All gcc-4.x releases have this bug. It does not trigger in gcc-3.4.6. There it seems that the true/false values are swapped compared to 4.x, and a test near the top of noce_t_s_f_c() causes it to bail out and not perform the conversion. (The test looks the same in 4.x, but the IF-operands are swapped so it does not bail.)
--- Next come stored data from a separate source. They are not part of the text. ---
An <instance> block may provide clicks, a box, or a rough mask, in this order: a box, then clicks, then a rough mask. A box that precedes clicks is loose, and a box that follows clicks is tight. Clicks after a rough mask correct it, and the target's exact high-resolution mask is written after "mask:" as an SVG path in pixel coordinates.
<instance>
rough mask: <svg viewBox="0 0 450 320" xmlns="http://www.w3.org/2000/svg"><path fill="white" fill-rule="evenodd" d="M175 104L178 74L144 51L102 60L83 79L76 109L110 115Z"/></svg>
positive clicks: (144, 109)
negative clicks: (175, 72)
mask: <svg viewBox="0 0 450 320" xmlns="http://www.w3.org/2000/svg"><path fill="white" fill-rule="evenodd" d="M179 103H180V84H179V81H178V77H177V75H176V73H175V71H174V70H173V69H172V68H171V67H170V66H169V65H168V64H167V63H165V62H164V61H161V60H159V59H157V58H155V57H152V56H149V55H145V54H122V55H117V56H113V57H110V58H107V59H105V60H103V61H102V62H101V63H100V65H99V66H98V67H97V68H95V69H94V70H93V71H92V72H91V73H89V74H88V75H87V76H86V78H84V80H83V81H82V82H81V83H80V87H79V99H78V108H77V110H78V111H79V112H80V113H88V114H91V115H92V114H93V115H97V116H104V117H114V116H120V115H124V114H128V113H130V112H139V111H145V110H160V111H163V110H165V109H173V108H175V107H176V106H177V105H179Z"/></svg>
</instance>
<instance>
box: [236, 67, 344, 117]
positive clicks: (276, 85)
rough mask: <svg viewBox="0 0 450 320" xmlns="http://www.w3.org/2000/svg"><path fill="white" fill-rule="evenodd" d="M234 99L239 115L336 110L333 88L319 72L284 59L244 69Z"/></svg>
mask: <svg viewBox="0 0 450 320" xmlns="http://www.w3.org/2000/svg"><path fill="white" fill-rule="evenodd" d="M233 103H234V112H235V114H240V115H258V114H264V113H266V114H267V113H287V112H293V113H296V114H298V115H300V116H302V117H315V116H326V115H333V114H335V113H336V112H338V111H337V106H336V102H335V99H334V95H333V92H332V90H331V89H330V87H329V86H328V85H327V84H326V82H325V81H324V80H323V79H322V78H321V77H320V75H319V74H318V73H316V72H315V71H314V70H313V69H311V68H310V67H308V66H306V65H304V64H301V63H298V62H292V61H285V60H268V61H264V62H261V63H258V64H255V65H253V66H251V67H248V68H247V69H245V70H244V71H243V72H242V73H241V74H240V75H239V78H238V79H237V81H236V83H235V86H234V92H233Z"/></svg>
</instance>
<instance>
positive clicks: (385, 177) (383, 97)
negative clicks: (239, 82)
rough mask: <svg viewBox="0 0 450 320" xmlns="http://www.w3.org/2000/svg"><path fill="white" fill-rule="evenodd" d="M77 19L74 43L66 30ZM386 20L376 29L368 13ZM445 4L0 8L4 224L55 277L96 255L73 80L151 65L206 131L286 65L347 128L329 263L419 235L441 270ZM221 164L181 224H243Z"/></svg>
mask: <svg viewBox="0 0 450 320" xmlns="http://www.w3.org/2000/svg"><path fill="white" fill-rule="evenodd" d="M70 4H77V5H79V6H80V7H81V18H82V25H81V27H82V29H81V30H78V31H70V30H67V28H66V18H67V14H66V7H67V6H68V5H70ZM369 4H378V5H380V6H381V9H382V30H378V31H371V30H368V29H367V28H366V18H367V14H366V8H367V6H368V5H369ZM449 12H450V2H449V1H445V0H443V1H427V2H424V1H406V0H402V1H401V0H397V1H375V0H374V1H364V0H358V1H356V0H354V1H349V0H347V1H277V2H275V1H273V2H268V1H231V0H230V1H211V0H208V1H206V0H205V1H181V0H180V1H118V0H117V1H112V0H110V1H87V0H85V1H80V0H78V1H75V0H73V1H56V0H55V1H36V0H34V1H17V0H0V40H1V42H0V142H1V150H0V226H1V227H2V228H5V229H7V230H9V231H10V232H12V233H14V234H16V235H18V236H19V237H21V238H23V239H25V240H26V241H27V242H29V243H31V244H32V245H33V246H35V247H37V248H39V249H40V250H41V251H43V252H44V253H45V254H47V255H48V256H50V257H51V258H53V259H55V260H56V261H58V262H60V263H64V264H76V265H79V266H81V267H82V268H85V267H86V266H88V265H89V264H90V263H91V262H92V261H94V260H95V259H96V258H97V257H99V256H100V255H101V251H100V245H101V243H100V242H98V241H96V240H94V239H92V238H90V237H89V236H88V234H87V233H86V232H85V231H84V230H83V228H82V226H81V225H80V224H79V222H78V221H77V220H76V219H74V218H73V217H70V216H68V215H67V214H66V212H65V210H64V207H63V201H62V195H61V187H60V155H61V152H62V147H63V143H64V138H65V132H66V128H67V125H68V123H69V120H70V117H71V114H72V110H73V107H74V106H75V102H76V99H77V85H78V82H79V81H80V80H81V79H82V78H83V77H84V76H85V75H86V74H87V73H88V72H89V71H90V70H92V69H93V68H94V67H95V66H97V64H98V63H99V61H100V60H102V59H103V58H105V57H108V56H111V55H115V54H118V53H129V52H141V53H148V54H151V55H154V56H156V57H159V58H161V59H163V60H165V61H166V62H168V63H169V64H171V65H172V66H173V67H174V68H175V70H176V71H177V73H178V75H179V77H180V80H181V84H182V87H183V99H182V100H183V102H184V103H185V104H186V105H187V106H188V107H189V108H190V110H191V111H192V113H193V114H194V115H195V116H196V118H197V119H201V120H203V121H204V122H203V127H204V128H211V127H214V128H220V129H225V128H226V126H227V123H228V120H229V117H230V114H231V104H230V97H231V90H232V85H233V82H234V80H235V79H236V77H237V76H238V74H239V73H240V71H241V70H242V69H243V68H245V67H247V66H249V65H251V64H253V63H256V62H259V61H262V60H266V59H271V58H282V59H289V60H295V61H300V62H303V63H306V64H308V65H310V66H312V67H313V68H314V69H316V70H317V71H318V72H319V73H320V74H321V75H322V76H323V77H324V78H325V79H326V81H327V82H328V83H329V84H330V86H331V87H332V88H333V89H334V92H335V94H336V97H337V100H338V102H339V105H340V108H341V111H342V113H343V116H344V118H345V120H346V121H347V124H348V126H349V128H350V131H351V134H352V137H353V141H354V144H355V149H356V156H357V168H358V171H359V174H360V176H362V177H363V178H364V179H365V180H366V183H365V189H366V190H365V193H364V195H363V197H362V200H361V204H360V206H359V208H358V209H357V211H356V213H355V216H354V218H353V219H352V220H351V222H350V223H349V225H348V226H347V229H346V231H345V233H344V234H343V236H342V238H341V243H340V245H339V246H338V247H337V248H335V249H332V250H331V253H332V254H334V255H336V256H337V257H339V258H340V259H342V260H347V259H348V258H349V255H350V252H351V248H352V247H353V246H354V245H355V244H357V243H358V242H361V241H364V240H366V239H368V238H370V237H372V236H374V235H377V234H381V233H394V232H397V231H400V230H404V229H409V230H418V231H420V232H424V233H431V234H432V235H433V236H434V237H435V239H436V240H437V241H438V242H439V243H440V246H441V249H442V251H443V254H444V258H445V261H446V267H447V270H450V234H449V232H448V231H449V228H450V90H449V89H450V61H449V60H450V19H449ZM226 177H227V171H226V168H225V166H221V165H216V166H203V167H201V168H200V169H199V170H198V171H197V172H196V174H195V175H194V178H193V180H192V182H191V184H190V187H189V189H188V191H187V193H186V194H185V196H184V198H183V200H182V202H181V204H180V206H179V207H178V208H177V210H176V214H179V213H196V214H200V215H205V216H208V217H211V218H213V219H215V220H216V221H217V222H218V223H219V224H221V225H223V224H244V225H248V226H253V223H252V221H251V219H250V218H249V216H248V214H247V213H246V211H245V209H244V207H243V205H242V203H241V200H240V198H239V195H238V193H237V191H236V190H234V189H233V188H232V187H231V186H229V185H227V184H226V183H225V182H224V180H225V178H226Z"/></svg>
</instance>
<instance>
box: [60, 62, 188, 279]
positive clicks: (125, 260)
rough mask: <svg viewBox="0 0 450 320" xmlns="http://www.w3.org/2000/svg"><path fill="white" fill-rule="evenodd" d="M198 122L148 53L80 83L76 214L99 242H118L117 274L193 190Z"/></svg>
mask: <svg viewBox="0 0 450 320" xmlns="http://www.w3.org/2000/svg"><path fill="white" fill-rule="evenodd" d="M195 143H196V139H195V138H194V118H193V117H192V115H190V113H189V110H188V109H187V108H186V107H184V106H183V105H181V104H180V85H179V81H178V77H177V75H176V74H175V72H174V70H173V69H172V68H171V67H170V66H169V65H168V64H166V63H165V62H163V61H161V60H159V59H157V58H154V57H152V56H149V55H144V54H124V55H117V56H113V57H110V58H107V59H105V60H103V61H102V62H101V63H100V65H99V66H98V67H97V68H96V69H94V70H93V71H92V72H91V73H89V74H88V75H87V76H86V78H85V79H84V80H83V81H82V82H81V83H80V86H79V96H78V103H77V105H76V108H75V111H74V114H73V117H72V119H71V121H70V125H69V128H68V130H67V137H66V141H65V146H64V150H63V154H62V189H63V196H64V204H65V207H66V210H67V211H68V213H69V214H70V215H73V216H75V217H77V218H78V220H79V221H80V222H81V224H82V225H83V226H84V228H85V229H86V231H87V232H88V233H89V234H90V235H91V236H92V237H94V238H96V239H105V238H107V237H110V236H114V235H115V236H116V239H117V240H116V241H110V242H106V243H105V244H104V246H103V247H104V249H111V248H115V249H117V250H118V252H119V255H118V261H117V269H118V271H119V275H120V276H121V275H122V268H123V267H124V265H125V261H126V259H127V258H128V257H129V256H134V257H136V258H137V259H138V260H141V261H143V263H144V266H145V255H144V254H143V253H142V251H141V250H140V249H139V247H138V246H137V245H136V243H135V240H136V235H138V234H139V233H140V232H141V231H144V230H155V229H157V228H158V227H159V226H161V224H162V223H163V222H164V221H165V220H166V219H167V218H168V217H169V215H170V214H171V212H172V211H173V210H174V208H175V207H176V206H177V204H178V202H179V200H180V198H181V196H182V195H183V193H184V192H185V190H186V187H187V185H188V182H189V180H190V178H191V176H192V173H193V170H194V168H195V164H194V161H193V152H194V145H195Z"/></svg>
I don't know if this code can be fixed to handle longer-than-HWI literals. The simplest solution might be to just detect the situation and bail out.
Comment 10 Mikael Pettersson 2009-09-24 14:38:51 UTC
Patch posted for review:
http://gcc.gnu.org/ml/gcc-patches/2009-09/msg01655.html
Comment 11 Andrew Pinski 2012-01-21 21:27:18 UTC
This bug is now hard to hit on the trunk as i?86 requires host wide word as 64bit.
Comment 12 Andrew Pinski 2021-07-19 23:50:28 UTC
(In reply to Andrew Pinski from comment #11)
> This bug is now hard to hit on the trunk as i?86 requires host wide word as
> 64bit.

HWINT is now required to be 64bit for all targets even.
So this might happen if there is some TImode but then the patch might be best thing really.
Comment 13 Andrew Pinski 2023-06-02 00:56:08 UTC
Here is a x86_64-linux-gnu testcase:
```
#include <stdio.h>

typedef __int128_t mytype;
#define value (((__int128_t)(((unsigned long long)__LONG_LONG_MAX__)+1)) | (((__int128_t)0xffffffffffffffffull)<<64))

mytype func(long arg) __attribute__((noinline,noclone));
mytype func(long arg) {
   mytype val = 0;
   if (arg < 0) {
    // __int128_t t = 0x8000000000000000ull | (((__int128_t)0xffffffffffffffff)<<64);
      val = value;
   }
   return val;
}

int main() {
   mytype result = func(-1);
   if (result != value) {
      printf("failed.\n");
      return 1;
   } 
   printf("passed.\n");
   return 0;
}
```

It failed until GCC 4.9.0
Comment 14 Andrew Pinski 2023-06-02 01:02:09 UTC
Looks like this was fixed with r0-127324-ge15eb172b0dd (aka PR 59545).
Basically a signed integer overflow inside the compiler was causing the wrong code happening.